I dati divengono un vero arsenale che minaccia l’assetto della democrazia, rendendo insopportabilmente asimmetrica ogni relazione basata, appunto, sulla mediazione di un sistema digitale. Come scrive Lev Manovich nel suo saggio sul tema, Cultural Analytics (Cortina editore), “l’approccio ai processi e agli artefatti culturali come dati può portarci a porre quei tipi di domande sulla cultura che le persone che oggi ne scrivono, la curano e la gestiscono, non si pongono, perché tali domande andrebbero contro la concezione accettata della cultura, della creatività, dell’estetica e del gusto nelle scienze umane nei media popolari o nel mondo dell’arte”.
Esattamente è questo il motivo per cui la vertenza di Hollywood apre uno squarcio inedito nella pesante coltre del senso comune imposto dai monopolisti digitali.

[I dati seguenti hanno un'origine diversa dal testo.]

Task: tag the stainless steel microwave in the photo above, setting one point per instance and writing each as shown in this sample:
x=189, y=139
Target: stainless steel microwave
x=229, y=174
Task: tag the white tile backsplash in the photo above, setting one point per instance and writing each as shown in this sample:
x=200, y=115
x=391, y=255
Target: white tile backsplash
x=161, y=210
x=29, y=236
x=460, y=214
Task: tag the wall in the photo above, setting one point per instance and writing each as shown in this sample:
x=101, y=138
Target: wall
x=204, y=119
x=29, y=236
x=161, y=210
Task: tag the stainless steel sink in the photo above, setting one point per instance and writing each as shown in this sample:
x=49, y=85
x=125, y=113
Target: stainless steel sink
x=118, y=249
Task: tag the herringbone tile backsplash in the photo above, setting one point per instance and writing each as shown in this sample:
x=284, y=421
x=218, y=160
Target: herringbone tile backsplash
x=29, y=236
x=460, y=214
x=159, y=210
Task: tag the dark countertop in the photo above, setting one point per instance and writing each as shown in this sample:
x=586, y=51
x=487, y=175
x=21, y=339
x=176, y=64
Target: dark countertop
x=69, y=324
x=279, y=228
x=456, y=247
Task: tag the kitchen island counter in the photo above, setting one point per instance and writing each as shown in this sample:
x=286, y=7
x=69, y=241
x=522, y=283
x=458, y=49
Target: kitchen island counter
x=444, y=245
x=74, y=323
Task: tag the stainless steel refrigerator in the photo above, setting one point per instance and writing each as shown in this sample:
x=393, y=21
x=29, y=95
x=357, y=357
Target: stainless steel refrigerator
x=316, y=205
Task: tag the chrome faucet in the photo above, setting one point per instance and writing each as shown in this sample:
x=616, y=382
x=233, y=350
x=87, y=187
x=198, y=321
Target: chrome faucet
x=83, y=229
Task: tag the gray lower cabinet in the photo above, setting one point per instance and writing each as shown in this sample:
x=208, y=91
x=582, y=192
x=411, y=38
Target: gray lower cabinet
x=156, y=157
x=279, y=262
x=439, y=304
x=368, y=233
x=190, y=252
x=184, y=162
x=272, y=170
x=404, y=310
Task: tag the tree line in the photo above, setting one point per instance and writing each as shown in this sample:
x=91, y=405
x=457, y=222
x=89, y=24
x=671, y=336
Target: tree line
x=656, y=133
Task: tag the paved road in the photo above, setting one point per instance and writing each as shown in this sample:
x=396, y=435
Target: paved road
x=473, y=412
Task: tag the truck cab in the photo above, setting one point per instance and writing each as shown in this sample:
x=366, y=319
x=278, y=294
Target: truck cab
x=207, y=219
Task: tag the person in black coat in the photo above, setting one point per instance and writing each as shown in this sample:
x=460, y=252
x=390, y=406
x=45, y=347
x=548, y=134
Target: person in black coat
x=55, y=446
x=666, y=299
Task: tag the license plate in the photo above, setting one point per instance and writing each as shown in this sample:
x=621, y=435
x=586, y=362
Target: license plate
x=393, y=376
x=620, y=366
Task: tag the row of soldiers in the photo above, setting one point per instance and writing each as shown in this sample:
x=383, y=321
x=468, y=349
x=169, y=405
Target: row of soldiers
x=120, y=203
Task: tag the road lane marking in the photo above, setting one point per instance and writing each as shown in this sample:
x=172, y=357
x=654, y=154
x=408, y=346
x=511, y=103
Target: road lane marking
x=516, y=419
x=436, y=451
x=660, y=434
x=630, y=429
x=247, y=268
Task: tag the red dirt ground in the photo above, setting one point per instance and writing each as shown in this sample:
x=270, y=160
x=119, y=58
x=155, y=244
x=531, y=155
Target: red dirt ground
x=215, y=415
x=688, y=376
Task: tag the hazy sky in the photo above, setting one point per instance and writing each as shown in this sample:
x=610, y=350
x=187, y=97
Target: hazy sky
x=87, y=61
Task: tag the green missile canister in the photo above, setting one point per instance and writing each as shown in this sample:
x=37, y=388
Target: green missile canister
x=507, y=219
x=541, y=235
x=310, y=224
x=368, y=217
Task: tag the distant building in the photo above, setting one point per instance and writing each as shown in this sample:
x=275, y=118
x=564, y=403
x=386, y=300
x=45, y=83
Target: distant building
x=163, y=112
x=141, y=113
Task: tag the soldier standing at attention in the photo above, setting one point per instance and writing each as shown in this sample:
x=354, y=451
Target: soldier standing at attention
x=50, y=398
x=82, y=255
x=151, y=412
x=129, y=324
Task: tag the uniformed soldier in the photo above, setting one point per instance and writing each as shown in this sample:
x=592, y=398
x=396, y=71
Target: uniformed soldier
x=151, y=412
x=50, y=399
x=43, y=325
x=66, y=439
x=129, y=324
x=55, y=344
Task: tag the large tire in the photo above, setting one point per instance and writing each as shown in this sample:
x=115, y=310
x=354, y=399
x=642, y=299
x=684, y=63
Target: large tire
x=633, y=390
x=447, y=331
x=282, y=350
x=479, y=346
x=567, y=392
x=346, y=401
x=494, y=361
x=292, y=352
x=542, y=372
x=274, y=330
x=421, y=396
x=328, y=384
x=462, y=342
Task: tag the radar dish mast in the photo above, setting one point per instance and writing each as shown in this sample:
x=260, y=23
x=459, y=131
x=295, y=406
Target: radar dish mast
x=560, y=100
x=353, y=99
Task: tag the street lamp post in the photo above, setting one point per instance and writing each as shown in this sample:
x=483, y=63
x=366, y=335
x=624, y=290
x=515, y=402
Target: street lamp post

Una materia strategica non solo per il mondo dello spettacolo, ma per l’intero sistema democratico esposto a interferenze e manipolazioni sulla base di questi dati predittivi.
Non dovrebbe sorprenderci molto che, nell’economia della conoscenza e della comunicazione, lo scontro sociale più rilevante vada in scena proprio nel mondo dell’immaginazione. Semmai, la sinistra dovrebbe ricavare da questa lezione materia per una profonda riflessione sulla nuova geografia sociale e sulla sua capacità di rappresentare e intervenire in queste nuove forme di lotta di classe. Infatti, la rivendicazione di Hollywood non ha solo un carattere specifico per il dorato mondo del jet set, ma investe l’intero sistema delle relazioni civili. A cominciare per esempio dal sistema dell’informazione.
I giornalisti sono una parte sostanziale di questa partita. Sia perché – lo ha dimostrato Purgatori – il loro lavoro è strettamente connesso con generi quali la docu-fiction o gli approfondimenti o i film verità, le cui sceneggiature sono vere e proprie inchieste, sia perché, nel processo di digitalizzazione delle redazioni, che sempre più vengono automatizzate grazie ai dati degli utenti letti e rielaborati dall’intelligenza artificiale, controllare o almeno condividere questa risorsa aprirebbe nuovi spazi per un ruolo da protagonista del giornalista nella riorganizzazione della macchina giornale, e per una integrazione anche dei singoli percorsi professionali dei redattori.
I francofortesi brinderebbero oggi dinanzi a questa evidenza; e si potrebbe rilanciare la famosa citazione di Horkheimer e Adorno secondo cui “la civiltà attuale conferisce a tutti i suoi prodotti un’aura di somiglianza” (Dialettica dell’illuminismo, Einaudi). Oggi quest’aura ha una ragione materiale, e comincia ad avere anche una controparte non frivola e vaga, che pone il tema della proprietà e dunque della legittimità di questo capitalismo.